The majority (56%) of autologous stem cell transplant patients in our study underwent biopsy < 21 days post transplantation. The 21-day cutoff for diagnosis of graft-vs.-host disease is based on data from studies on allogeneic bone marrow transplantation patients [7, 8]. It is well known that engraftment following bone marrow transplantation occurs later as compared to peripheral blood stem cell transplantation [14]. In addition, autologous stem cell transplant patients are a different patient population who undergo different conditioning regimens compared with allogeneic stem cell transplant patients. Our data also show that allogeneic stem cell transplant patients tend to have more of an attenuated T-cell population < 21 days post transplantation, whereas autologous stem cell transplant patients do not. Therefore, it is feasible that diagnosis of graft-vs.-host disease could be made earlier in patients undergoing autologous peripheral blood stem cell transplantation. Future prospective studies are necessary to readdress this issue.

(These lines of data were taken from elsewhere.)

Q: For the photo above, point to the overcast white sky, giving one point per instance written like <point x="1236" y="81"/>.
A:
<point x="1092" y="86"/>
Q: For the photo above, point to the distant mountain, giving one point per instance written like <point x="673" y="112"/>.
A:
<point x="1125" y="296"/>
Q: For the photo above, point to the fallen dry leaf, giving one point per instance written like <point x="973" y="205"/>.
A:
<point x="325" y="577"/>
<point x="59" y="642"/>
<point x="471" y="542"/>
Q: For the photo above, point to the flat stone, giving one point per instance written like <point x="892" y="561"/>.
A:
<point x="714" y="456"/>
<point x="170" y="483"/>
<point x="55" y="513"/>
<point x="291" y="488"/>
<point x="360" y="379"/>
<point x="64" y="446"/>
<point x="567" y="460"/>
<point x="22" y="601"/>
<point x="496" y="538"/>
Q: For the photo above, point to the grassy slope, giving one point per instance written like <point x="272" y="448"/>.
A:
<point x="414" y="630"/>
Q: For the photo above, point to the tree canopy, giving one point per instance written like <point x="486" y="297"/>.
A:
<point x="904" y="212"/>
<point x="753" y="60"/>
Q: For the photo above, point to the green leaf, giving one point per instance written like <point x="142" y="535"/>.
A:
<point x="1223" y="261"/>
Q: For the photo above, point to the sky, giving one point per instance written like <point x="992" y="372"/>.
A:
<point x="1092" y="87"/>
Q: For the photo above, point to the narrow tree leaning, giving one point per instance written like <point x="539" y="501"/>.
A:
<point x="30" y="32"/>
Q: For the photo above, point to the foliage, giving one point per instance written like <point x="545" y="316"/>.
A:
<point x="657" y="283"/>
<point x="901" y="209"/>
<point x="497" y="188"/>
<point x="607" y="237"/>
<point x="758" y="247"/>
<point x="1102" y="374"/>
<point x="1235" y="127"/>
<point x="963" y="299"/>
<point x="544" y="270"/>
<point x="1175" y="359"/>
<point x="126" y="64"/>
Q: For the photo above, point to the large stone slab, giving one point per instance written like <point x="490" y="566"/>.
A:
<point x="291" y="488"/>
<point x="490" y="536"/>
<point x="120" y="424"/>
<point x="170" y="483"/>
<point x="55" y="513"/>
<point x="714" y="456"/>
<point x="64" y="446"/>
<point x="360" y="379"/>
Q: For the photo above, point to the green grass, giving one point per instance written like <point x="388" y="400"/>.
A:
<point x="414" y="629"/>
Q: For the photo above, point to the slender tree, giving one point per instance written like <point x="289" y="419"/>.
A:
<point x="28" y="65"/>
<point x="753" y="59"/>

In summary, the results of our study show that the histologic features of gastrointestinal graft-vs.-host disease in autologous stem cell transplant patients are similar to those seen in allogeneic stem cell transplant patients, with the exception of more prominent crypt apoptosis. FoxP3-positive lymphocytes are not numerically decreased in colonic biopsies from autologous stem cell transplant patients with evidence of graft-vs.-host disease, suggesting that numerical regulatory T-cell attenuation is not a factor in the development of autologous graft-vs.-host disease. Finally, a large proportion of autologous stem cell transplant patients undergo biopsy for evaluation of graft-vs.-host disease < 21 days post transplantation. Evidence of early engraftment and presence of robust T-cell populations in this early period following transplantation suggest that the 21-day cutoff for diagnosis of graft-vs.-host disease is not applicable to autologous stem cell transplant patients.